Both the encoder and decoder here have a Transformer-like architecture with multi-headed attention calculated across multiple layers.

Retrieval model

The input to the MARGE model is a batch of "evidence" (the documents to be retrieved) and a "target" (the document to be reconstructed). Batches are created by:

sharding the document dataset into groups of potentially documents using heuristics like publication date
taking the $k$ evidence documents within the shard most similar to the target document (according to $f(x,z)$ below)
including a subset of these $k$ documents in the batch, weighting documents in other languages more than same-language documents

Batches are dropped and regenerated offline every 10K training steps by re-computing the pairwise relevance scores across documents.

The retrieval model compares candidate documents by computing a pairwise relevance score $f(x, z)$ between a target document $x$ and evidence document $z$ from the corpus.
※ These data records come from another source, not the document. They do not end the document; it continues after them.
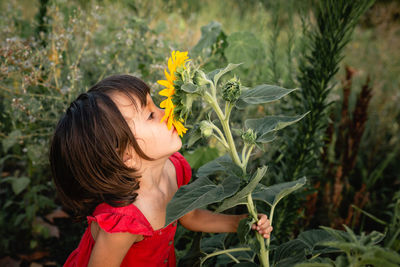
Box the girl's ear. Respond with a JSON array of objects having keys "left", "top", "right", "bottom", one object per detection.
[
  {"left": 122, "top": 147, "right": 140, "bottom": 168},
  {"left": 122, "top": 152, "right": 132, "bottom": 163},
  {"left": 116, "top": 147, "right": 133, "bottom": 164}
]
This takes the form of the cosine similarity of the documents, encoded by a function $g(\cdot)$, which takes the form of the first token of a 4-layer Transformer network:

$$
f(x,z) = \frac{g(x) \cdot g(z)}{|g(x)| |g(z)|}
$$

These relevance scores are used both to select documents to be included in each batch as well as push the model to pay more attention to more similar documents when reconstructing the input, as I'll cover later on.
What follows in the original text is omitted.